De l’une à l’autre de ces dates, la réflexion déroule avec une singulière fluidité les paradoxes, les ratés et les vœux pieux qui ont largement contribué aux tâtonnements du mouvement de 2011. En comparaison, la lecture apaisée des événements de 1956 semble éclairer de manière incisive la grande occasion ratée de 2011.

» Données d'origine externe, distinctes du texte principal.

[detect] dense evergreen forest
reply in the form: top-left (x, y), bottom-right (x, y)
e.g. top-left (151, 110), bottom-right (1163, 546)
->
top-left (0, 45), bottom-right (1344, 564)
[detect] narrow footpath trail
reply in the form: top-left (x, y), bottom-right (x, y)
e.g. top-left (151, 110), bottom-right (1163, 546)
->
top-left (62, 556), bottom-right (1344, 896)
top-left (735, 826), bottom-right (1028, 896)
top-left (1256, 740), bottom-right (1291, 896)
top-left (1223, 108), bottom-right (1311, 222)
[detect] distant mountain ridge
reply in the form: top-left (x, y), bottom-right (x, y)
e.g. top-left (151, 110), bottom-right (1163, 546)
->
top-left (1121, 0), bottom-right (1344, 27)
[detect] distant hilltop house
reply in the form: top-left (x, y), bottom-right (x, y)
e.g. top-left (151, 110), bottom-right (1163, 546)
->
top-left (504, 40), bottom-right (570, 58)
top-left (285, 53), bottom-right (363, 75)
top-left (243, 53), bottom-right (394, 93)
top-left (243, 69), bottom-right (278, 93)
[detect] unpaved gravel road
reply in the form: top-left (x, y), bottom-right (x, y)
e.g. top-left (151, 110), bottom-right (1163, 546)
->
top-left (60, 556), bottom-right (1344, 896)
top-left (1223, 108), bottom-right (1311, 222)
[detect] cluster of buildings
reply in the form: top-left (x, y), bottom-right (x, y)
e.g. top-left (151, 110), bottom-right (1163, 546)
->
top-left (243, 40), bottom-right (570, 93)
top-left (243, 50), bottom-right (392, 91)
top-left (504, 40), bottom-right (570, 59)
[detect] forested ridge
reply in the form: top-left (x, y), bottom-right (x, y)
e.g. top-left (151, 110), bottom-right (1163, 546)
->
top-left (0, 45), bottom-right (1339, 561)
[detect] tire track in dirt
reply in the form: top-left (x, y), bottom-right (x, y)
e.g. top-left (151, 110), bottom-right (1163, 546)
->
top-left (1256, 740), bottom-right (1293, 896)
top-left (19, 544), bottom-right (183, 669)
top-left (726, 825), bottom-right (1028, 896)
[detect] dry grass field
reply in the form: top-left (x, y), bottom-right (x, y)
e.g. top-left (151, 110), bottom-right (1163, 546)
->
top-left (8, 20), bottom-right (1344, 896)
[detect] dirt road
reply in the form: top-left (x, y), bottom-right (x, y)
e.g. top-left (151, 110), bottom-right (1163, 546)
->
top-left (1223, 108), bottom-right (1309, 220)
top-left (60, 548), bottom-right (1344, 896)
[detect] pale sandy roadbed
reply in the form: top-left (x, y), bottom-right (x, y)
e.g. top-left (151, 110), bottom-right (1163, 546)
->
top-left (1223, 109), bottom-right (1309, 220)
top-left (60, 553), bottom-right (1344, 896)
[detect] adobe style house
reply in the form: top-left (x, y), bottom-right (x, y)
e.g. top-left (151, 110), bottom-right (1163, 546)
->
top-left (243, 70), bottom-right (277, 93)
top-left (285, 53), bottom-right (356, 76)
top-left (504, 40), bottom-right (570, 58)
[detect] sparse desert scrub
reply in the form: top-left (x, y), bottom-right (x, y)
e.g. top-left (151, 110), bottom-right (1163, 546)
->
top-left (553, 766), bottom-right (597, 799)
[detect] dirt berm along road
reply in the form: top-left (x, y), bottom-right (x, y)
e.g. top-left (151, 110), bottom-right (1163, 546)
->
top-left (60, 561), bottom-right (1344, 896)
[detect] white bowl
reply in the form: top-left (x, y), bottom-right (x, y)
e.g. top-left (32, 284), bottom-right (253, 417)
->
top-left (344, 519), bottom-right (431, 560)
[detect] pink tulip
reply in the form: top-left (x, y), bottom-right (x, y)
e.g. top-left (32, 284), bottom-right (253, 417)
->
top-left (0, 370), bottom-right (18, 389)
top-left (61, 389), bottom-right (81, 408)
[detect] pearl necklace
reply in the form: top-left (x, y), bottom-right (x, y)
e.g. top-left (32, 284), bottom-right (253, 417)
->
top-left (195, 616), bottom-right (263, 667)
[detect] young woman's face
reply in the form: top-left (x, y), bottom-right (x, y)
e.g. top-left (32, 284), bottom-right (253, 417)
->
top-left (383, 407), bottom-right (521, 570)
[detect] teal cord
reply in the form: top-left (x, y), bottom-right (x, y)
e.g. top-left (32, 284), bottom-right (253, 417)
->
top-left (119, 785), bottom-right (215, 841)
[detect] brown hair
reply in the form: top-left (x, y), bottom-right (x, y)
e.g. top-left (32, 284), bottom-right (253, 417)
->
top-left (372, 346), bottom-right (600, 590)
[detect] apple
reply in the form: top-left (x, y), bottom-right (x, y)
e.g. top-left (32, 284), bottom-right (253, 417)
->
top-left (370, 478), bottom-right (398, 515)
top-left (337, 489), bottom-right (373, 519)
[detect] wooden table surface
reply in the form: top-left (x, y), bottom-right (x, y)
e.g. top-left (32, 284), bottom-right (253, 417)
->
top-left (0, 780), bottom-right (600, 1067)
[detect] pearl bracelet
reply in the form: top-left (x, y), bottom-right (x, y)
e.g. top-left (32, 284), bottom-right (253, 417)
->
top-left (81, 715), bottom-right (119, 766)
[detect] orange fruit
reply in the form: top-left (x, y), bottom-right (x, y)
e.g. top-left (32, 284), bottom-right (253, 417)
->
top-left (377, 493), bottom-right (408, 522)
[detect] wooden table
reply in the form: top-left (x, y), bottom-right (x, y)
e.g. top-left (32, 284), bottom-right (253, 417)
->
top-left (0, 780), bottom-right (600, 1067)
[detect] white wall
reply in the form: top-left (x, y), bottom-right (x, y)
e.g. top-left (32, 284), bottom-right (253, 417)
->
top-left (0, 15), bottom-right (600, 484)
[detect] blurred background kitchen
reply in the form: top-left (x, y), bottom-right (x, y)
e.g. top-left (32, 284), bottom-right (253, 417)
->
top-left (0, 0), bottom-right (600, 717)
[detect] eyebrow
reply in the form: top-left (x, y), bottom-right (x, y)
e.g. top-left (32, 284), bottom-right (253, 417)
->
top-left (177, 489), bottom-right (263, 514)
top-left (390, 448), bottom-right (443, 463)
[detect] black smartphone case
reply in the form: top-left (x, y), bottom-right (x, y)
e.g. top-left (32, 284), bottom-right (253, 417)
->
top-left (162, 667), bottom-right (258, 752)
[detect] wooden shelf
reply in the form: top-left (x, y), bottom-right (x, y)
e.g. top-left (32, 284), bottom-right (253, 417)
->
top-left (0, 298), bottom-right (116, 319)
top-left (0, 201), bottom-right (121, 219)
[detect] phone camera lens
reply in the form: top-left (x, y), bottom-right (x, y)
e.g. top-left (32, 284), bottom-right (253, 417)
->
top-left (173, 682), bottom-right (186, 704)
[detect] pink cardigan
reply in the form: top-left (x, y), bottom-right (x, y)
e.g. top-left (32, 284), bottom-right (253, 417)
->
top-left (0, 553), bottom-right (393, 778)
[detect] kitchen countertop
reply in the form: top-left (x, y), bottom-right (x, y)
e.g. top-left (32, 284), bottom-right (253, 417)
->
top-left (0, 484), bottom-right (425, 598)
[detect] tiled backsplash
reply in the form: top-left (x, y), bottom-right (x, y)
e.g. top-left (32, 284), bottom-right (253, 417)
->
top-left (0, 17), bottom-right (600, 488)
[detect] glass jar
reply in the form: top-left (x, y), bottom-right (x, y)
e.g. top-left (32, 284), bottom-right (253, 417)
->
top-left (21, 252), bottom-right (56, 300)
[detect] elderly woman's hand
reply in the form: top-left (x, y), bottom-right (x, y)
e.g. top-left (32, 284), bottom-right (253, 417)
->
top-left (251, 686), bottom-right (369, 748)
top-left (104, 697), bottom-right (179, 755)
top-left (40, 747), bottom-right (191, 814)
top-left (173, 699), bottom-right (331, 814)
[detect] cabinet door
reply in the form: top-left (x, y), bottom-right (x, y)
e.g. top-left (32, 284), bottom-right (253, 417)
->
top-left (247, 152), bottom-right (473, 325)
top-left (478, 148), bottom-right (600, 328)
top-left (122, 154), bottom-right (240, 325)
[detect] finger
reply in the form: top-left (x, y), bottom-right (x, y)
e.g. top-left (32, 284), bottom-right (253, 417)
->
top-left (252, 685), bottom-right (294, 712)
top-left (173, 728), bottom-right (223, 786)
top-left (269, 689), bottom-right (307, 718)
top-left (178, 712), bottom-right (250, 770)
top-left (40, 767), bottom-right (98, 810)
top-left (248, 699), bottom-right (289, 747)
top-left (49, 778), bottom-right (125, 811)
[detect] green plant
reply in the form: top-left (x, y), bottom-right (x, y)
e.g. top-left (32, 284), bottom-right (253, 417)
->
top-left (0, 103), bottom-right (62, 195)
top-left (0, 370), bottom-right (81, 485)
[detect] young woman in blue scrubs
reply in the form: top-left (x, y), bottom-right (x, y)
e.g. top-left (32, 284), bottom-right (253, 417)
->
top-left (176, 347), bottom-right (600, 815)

Un échec sur lequel tous s’accordent mais dont les raisons furent souvent éludées, et rarement explorées. Dans l’approche de Gherib, l’influence du penseur italien Antonio Gramsci, auquel il a consacré un précédent ouvrage, est perceptible : les concepts de transition et de mutation sont utilisés pour dresser la liste des essais que les acteurs de 2011 n’ont pas réussi à transformer. Rencontre.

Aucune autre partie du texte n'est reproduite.